Les choses sont différentes pour Andorre et Monaco.
Leurs marchés sont ouverts à toute l’Europe, mais la
réciproque est fausse. Les industries pharmaceutiques de la principauté, par
exemple, vendaient leurs produits sans problème en Europe tant que l’Agence de
contrôle du médicament se situait en France. Du moment où cette agence s’est
installée à Londres, la porte s’est fermée aux laboratoires monégasques.
Faut-il y voir un lien avec un désir européen d’ingérence dans une politique
fiscale souveraine indépendante ? Le problème est le même pour l’exportation de
nourriture, les transports, les services financiers, etc. Pour Christophe
Steiner, l’Europe abolit des frontières extérieures mais en crée à l’intérieur.
En conséquence, une proportion importante de la population monégasque ne
souhaite pas rejoindre l’UE. Toutes les professions réglementées (architecte,
avocat, dentiste…) sont réservées aux Monégasques sur leur territoire du fait
qu’ils sont minoritaires dans leur propre pays. Ils bénéficient également
d’aides sociales car, avec un prix du m² pouvant aller jusqu’à 120 000 euros, beaucoup
ont du mal à se loger. De plus, les ressortissants de la principauté peuvent
contracter un bail emphytéotique avantageux. Malheureusement, la population
croît plus vite que le parc d’habitations.
Les conseillers du gouvernement (ministres) assistent
le ministre d’État. Comme le directeur des services judiciaires (garde des
Sceaux), le directeur de la sûreté publique, ils sont nommés par le prince. Les
traités bilatéraux de 1930 entre la France et Monaco réservent certains emplois
publics de la principauté à des Français, notamment celui de ministre d’État.

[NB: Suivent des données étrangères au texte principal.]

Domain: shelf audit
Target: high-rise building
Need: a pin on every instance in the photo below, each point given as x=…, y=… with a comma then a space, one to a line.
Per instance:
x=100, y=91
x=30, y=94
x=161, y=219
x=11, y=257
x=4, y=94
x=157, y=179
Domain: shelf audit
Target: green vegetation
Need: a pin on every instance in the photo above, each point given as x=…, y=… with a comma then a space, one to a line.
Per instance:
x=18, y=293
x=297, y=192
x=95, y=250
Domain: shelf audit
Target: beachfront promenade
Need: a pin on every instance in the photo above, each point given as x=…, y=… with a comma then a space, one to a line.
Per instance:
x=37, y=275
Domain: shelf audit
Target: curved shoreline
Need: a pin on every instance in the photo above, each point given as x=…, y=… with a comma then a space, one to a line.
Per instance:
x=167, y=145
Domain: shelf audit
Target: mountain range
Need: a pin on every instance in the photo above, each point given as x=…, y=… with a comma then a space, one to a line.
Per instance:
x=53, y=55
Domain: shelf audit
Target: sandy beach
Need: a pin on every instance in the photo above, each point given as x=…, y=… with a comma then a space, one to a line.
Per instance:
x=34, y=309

Il n’y a ainsi jamais eu de ministre d’État monégasque à Monaco. Le principe
est le même pour le directeur des services judiciaires, le directeur de la
police, les conseillers du gouvernement. Aucune de ces personnes n’émanent du
Conseil national. Elles n’ont pas de mise en responsabilité ni de motion de
censure. Le Conseil national est élu au suffrage universel par tous les
électeurs monégasques, il est constitutionnellement co-législateur avec le
prince. Une proposition de loi peut être rédigée par le Conseil national,
débattue, amenée en séance publique. Votée, elle est soumise au gouvernement
qui dispose de six mois pour l’accepter ou la refuser. Le gouvernement doit
motiver en séance publique les cas de refus. Le système est monocaméral, mais
le gouvernement exerce une fonction de seconde chambre. Il peut amender le
texte et le redéposer pour un nouveau cycle.